In your particular situation I would have the databases reside on the SSD for speed, but backed up on a daily basis. You also might consider getting two SSDs in a RAID 1 array as well. The likelihood of two SSDs failing at the same time is low.
Note: RAID arrays are NOT backups!!!! No matter if you use a RAID array or not, have a backup. No matter if you use an SSD or not, have a backup.
Solution 4:
Let's assume your import involves no updates and no deletions. So you are doing all insertions. This should only be writing new data to the transaction log.
This means as data is added, it is always being written to a new sector. There might be some buffers/swap that gets churned/written to multiple times, but ignoring that, all of those inserts would theoretically result in no more than one write per sector. Depending on how MySQL is implemented, and what kind of bulk insert you are performing, you might generate a second set of writes later when the transaction log is integrated in to the main data file(I'm going off an understanding of different DB engines, and assuming MySQL is somewhat similar in how transaction logs are flushed).
Point being, you are not "churning" the SSD. That is, you are not doing a great deal of modifications/moves/deletions/etc. that would potentially rewrite over the same sectors many times. So you are essentially only going to generate a very small number of writes per sector and that's what really matters.
Assuming you are not completely filling up the SSD, there should be sufficient free space for those hot spots(such as buffers/swap) which are being churned to minimize wear through wear leveling algorithms.

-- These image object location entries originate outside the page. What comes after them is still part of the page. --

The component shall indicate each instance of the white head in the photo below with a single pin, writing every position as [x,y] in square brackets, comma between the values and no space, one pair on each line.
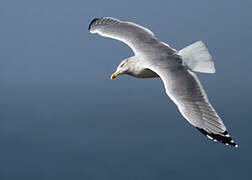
[127,66]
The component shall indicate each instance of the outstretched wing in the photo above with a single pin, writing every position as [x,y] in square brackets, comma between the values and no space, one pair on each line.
[138,38]
[184,88]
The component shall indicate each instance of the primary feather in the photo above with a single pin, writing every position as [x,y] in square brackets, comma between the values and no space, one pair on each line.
[175,68]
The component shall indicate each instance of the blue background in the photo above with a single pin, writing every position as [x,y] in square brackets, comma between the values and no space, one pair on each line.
[61,117]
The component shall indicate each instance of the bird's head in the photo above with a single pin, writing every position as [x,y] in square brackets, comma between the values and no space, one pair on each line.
[123,68]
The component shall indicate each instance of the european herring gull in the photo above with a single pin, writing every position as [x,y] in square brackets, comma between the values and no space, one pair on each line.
[154,58]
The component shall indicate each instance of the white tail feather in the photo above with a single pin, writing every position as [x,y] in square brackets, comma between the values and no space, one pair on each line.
[197,58]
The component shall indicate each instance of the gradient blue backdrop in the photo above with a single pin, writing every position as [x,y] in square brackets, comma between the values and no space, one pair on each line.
[61,117]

(Indexes might be another matter. As clustered indexes in many DBs involve alot of modifications as data is inserted. Usually when doing large isnerts in a data warehouse environment, you turn off indexes during bulk import then update them after.)
Solution 5:
This is no issue.
First of all, SSDs have greatly improved during the last years. Overprovisioning and wear levelling (and to a small amount, the TRIM command, though not applicable in your case) have made them quite suitable as heavy-duty, general-purpose disks. I am not using anything but SSD on my development PC (which regularly does a lot of compiling) without even coming anywhere near the erase cycle count.
Further, this statement:
SSDs do not like massive continuous writes, and that it tends to damage them
is outright wrong. The opposite is the case, frequent small writes, if anything, may cause damage to SSDs.
Unlike traditional hard disks, SSDs (or rather the NAND-based flash inside) are physically organized in large blocks which logically contain several sectors. A typical block size is 512kB whereas sectors (which is the unit that the filesystem uses) are traditionally 1kB (different values are possible, two decades ago 512B was common).
Three things can be done with a 512kB-block. It can be read from, part of it or all can be programmed (= written to), and the whole of it can be erased. Erasing is what's problematic because there is a limited numbers of erase cycles, and you can only erase a complete block.
Therefore, large writes are very SSD-friendly whereas small writes are not.
In the case of small writes, the controller must read a block in, modify the copy, erase a different block, and program it. Without caching, in the very worst possible case, you would need to erase 512.000 blocks to write 512 kilobytes. In the best possible case (large, continuous write) you need to do exactly 1 erase.
Doing an import into a MySQL database is much different from doing many separate insert queries. The engine is able to collapse a lot of writes (both data and indices) together and needs not sync between each pair of inserts. This amounts to a much more SSD-friendly write pattern.